The horror is incredible to think about, but Cliff Eppler can't help but to imagine the scene.
Nineteen hotshot firefighters in Arizona trapped by flames so hot boulders cracked from the extreme temperatures.
A sudden downdraft of wind stoked fires around the elite crew, cutting off their escape and forcing the unit to shelter under emergency blankets as the fire overtook them.
Darrell Willis, division chief with the Prescott Fire Department, told an Arizona newspaper that the men fought and died as one.
“The voice of what actually happened, we'll never know,” he said. “I can tell you they died with honor. They stuck together.”
Nearly a month after the tragic accident, Eppler, a 32-year veteran of the Oklahoma Forestry Services, is still thinking about those men, their families and his profession of wildfire fighting.
“Those guys are kind of like the Green Berets of the forest service,” Eppler said. “If it can happen to them, it could happen to me.
“Reality checks in: This is dangerous.”
‘What I wanted to do'
Eppler said he often thinks back about his 16-year-old self driving down a county road near his home in Badger Lee close to the Arkansas border.
From the front seat of his pickup, he saw a lone firefighter in a field beating down a grass fire and decided to pull over to help.
The man handed him a fire swatter, a 15-inch-long and 8-inch-wide piece of rubber, and he told Eppler to get to swatting.
“I helped him beat that fire down,” he said. “I think I decided right then that this is what I wanted to do.”
Eppler has spent the past three decades fighting fires in Oklahoma and across the U.S.
Mark Goeller, Oklahoma fire management chief, said Oklahoma has between 150 and 200 wildland firefighters, Oklahoma's equivalent of Arizona's Hotshots, when all members of Forestry Services, Bureau of Indian Affairs and volunteers are counted.
Oklahoma has 42 units across the eastern portion of the state.

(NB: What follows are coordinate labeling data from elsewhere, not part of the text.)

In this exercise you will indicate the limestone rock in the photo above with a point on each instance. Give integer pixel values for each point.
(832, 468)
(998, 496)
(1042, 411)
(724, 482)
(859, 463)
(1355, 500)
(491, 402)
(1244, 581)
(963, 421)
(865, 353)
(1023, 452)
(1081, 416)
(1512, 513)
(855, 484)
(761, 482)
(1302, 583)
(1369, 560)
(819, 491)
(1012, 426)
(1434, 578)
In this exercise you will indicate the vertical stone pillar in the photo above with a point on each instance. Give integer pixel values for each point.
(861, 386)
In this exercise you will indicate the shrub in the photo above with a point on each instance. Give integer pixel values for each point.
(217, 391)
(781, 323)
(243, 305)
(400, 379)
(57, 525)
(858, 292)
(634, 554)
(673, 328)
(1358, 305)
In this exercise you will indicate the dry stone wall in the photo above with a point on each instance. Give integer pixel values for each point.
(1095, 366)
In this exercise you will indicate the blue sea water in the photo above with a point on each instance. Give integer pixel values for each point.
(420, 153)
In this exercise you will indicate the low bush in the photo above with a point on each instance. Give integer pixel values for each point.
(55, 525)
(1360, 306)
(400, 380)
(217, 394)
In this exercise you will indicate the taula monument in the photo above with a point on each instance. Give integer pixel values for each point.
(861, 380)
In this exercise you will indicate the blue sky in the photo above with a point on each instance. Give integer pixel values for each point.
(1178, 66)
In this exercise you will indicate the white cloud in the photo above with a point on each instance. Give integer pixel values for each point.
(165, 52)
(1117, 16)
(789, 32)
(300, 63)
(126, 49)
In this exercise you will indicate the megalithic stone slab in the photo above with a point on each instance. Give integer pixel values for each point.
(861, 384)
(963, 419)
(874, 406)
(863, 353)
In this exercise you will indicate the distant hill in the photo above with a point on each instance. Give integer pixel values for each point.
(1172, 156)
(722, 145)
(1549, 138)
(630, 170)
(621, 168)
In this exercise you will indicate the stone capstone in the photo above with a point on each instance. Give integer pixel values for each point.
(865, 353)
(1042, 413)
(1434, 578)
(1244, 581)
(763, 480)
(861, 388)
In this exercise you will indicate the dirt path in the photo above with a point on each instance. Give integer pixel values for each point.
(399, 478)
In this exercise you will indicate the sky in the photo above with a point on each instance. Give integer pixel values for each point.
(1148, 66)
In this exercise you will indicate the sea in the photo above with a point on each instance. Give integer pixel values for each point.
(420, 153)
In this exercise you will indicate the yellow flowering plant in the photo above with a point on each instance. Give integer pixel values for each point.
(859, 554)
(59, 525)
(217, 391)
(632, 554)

Each unit operates a dozer and brush bumper and is on call 24 hours a day, providing fire protection and prevention in an assigned district.
‘We go everywhere'
They go through 40 hours of classroom and field training to ensure they are prepared for the rigors of the job.
Goeller said the training is the same across the U.S. to ensure that each unit is ready if another state calls for help with a large fire.
“We can go anywhere in the state that requests us,” Goeller said. “We are there when needed, and we go everywhere.”
Eppler and other units from Oklahoma helped fight widespread fires in Yellowstone National Park in 1988 that burned nearly 800,000 acres of forest land.
“That was an incredible experience,” he said. “We were fighting fires and worrying about grizzly bears all at the same time.”
Since 2005, Oklahoma Forestry Services has fought fires in 71 of 77 counties and has received fire help from 33 different states.
Through working with other units across the country, Eppler said everyone involved with wildland firefighting forms a unique brotherhood.
“When you're out there fighting a fire, you are each other's life line,” he said. “Guys get especially close. So when you hear about something like what happened in Arizona, you can't imagine. They just lost so many.”
‘We gotta go'
Dylan Suson said he had no plans to make fighting fires his business.
Suson, 26, was comfortable being a manager at Walmart near his hometown of Stillwell.
But when he hired a retired firefighter to work at his store, the stories the man told became the favorite part of his day.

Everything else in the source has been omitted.